The DataWorks ETL pipeline currently supports:

  • The automated weekly extraction of metadata from these metadata providers using APIs: SDR, SearchWorks (ICPSR records), Zenodo, Dryad, Redivis, and DataCite. We are also able to retrieve metadata from OpenAlex by explicitly requesting this metadata via the command line. This provider list is based on the project team’s suggestions. We added OpenAlex to this list as this source had multiple Stanford affiliated datasets.
  • The use of pre-specified queries or lists of identifiers to retrieve metadata from these providers. Queries and lists vary by provider, with SDR extraction currently relying primarily on a pre-specified list with identifiers for large datasets for which access was requested via Globus. In this manner, we support the inclusion of datasets based on three different scenarios:
    • When the datasets we wish to add are identified via queries
    • When we don’t have a query to retrieve datasets of interest but do know which datasets we want to include and an API exists for retrieving their metadata
    • When the metadata provider has both query and individual access API mechanisms, but we want to add datasets that are not returned in our queries
  • The addition of dataset metadata modeled in files. This ability supports the addition of datasets of interest that may exist outside any registry or repository, not have an affiliated API, and may be websites or collections of datasets.
  • Deduplication of metadata records representing the same dataset (i.e same DOI or URL) by selecting the metadata record from a primary provider based on an order of preference. In this manner, our index only has one metadata record per DOI/URL. We do capture which other providers also have records for that same dataset. We should then be able to pass this information along to the UI where users can access the different provider landing pages for the same dataset.
  • Merging specific information between providers. Specifically, we are able to capture information about Redivis variables even if we are using the preferred DataCite metadata record. We should be able to expand the properties that can be merged if we need to later.
  • Associating specific datasets with (fake) course ids, to demonstrate the ability of capturing information about which datasets are used for teaching.
  • Transforming metadata from the different providers into DataWorks schema-conformant records, generating Solr documents based on these records, and then loading those documents into the Solr index.

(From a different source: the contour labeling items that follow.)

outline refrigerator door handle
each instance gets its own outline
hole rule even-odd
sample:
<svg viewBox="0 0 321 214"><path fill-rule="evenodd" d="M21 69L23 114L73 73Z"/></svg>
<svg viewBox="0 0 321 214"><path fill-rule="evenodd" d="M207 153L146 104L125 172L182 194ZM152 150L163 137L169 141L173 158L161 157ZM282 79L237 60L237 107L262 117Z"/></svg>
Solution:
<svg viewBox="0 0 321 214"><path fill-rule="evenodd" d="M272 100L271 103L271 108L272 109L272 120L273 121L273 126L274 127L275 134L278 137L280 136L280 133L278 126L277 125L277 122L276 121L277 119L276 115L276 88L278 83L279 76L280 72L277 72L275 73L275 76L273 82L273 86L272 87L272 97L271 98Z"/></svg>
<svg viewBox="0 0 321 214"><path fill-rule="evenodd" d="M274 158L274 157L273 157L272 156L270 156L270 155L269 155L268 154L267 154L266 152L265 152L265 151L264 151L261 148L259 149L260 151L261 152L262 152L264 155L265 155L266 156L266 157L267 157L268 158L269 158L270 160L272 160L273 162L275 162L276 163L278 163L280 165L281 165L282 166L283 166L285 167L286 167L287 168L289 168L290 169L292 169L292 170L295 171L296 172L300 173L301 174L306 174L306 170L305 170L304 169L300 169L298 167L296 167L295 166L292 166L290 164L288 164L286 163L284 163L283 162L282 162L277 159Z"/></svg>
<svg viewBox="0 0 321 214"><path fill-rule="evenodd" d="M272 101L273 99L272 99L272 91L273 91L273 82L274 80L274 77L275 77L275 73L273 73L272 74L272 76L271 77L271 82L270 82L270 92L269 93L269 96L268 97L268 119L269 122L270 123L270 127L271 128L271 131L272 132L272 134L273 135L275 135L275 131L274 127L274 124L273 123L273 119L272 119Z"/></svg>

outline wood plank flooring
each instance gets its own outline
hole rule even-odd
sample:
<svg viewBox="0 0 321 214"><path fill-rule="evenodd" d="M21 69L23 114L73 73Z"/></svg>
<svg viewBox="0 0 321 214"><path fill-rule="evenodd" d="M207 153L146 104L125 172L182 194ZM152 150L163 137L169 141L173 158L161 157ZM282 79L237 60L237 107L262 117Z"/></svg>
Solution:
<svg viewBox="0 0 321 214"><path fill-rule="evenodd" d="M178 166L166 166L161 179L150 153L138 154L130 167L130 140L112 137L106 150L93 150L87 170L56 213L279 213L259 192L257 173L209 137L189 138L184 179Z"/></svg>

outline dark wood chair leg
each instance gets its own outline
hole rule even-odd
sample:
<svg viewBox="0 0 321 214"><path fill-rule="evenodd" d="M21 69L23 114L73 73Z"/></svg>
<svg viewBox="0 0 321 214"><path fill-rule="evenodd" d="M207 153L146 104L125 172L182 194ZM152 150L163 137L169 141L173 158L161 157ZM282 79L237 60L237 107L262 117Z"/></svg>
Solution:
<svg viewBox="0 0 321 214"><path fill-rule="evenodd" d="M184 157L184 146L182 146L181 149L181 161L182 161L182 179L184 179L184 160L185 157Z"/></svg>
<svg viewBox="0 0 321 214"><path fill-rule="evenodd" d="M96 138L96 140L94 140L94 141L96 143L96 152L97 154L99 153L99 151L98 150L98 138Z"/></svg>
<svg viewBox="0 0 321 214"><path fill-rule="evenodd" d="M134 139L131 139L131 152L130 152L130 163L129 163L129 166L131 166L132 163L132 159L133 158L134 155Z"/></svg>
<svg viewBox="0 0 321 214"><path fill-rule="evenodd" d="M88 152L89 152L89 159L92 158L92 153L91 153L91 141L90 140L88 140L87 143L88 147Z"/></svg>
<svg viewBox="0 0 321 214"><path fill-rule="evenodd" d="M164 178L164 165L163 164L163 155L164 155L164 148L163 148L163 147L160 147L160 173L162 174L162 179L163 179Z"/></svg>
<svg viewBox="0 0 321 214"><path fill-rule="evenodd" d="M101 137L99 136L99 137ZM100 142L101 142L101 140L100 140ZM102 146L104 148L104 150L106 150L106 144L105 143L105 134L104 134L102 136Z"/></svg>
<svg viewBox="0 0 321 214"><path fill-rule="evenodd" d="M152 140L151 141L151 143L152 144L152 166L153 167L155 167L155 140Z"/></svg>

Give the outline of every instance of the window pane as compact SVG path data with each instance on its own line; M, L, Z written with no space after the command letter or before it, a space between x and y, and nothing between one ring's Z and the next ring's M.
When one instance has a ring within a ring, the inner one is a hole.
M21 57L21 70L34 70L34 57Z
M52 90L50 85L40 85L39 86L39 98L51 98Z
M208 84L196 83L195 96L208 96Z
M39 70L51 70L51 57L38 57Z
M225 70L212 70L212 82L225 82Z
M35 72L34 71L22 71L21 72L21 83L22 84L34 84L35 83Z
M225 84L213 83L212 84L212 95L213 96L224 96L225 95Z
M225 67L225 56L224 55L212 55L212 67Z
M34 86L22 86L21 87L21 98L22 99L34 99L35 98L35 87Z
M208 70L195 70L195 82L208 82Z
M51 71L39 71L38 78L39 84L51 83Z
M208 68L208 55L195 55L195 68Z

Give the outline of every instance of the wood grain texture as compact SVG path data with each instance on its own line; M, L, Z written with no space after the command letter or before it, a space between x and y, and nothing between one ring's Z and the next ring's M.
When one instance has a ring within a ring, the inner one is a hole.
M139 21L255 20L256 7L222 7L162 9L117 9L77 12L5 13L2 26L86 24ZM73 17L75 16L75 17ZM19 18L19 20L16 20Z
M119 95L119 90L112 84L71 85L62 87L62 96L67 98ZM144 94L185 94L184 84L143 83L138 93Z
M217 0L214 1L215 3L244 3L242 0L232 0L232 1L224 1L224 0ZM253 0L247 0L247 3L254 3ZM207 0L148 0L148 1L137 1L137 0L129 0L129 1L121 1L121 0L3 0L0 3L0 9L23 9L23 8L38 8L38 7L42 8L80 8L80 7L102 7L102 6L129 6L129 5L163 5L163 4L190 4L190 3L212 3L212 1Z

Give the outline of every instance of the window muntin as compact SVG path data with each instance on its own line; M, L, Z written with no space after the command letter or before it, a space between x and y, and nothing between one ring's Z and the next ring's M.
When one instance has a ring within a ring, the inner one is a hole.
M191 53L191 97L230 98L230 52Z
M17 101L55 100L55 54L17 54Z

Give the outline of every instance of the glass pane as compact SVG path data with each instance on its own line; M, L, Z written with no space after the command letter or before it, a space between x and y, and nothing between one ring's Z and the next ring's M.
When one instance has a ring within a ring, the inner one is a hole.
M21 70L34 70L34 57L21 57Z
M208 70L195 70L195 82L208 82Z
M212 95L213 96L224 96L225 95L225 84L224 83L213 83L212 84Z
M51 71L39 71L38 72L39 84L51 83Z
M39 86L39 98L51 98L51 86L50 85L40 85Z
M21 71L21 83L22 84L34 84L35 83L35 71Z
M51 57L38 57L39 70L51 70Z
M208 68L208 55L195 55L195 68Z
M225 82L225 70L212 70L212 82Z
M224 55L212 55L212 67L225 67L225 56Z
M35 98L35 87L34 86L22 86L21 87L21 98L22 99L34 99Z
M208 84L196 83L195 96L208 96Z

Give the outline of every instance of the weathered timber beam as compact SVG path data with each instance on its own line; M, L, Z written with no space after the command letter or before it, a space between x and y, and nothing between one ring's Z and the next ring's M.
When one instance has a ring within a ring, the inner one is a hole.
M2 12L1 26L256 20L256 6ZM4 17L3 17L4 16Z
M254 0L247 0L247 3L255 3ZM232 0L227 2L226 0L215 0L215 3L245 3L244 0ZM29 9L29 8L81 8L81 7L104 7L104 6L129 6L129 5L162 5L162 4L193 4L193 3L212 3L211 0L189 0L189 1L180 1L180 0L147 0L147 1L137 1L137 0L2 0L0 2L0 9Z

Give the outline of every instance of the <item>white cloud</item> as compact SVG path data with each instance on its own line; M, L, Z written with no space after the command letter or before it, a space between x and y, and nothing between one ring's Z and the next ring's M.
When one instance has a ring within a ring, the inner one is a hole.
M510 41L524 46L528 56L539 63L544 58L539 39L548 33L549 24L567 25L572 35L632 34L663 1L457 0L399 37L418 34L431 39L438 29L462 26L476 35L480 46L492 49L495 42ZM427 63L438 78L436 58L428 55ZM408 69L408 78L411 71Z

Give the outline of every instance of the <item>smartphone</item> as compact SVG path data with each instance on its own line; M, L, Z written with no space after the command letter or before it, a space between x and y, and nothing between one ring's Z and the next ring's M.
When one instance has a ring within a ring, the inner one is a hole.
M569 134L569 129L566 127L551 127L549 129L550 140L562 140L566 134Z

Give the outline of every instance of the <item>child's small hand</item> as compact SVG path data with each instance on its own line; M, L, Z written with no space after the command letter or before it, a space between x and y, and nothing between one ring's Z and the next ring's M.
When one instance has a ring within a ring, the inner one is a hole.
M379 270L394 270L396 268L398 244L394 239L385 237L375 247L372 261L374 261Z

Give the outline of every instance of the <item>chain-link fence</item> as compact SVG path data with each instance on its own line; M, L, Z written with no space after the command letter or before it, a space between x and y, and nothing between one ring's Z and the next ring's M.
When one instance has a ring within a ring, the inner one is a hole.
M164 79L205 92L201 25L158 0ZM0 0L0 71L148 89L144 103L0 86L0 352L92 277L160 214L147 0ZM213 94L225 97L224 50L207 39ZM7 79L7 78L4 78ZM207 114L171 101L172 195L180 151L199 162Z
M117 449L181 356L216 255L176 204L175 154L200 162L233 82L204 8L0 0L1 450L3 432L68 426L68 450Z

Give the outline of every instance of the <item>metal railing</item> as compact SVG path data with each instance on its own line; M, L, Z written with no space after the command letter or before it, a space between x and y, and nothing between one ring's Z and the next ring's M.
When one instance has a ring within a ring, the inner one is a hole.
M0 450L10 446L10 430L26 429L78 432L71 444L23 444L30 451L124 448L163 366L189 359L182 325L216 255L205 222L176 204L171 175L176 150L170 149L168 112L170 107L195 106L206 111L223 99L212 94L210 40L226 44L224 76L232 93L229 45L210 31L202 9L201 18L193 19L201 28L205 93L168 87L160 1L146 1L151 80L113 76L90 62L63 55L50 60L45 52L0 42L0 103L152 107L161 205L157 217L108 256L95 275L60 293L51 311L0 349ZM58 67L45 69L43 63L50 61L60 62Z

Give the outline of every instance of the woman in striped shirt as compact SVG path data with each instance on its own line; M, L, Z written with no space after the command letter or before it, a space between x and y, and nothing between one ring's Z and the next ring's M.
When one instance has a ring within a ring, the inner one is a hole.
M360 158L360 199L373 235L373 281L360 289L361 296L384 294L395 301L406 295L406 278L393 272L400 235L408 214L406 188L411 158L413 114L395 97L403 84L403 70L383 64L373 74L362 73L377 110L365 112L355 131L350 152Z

The diagram below provides an overview of the main tasks and capabilities for the ETL pipeline. This image shows the full set of processes used to retrieve information from a single provider, transform, and then load that metadata into our Solr index. The rest of this document provides more explanation about the ETL processes supported by this infrastructure. (View full diagram in Miro).

DataWorks Architecture(2)

Infrastructure capabilities:

  • The system extracts metadata from SearchWorks, Redivis, DataCite, Zenodo, Dryad, and OpenAlex based on queries we have defined to retrieve datasets that may be affiliated with Stanford in some fashion. For SDR, we extract metadata for a hard-coded list of identifiers. (This mechanism is explained further below). (Note: OpenAlex does not have an extraction job but we are able to extract the metadata from OpenAlex manually).
  • Affiliation queries vary by provider. Relationships for which we query include: creators or creators that are affiliated with Stanford, datasets whose funders are Stanford, datasets published by SUL, and datasets whose creators or contributors are specified as Stanford. Some queries use text string matching against “Stanford University” while others use RoR ids representing Stanford University.
  • De-duplication occurs by selecting the dataset from the designated primary provider from a group of datasets with the same DOI or URL. Deduplication allows the resulting UI to only have one dataset record per DOI or URL even though we have metadata from multiple providers for that dataset. Based on feedback from the metadata group, we identified an order of preference for providers which we use during deduplication. For example, since DataCite is preferred over Redivis for metadata, when the system encounters a Redivis dataset and a DataCite dataset with the same DOI, the system uses the DataCite metadata as the primary record. Since the dataset is available via two different providers, the system also saves information about the providers and their related identifiers with the resulting deduplicated dataset.
  • The system also supports nascent metadata merging capabilities. Given a list of properties that can be merged, once the primary dataset record has been chosen, the mergeable properties can be copied over from other providers’ metadata for that same DOI or URL. Currently, we are using this ability only to support the merging of variables from Redivis records in the case where we have a DataCite record equivalent. This method allows us to use the DataCite metadata for a Redivis DOI and also preserve the Redivis variable information as variables are not present in the DataCite schema.
  • The infrastructure also supports hard-coding lists of identifiers per provider. In this manner, we are able to add datasets which may not result from specific queries but that we know are important. We use this mechanism for identifying SDR datasets we would like to add to the system. We were also able to identify which datasets listed in the OpenAlex query results were also in DataCite. Since DataCite provides descriptions via their API but OpenAlex does not provide any abstract information, we hard-coded the list of OpenAlex DOIs we knew were also in DataCite.
  • Additionally, we are able to support the inclusion of datasets that are not available via any API. We define these datasets in YAML files conforming to the DataWorks schema. These YAML files are then loaded into the system. The provider is listed as “Local” for these cases.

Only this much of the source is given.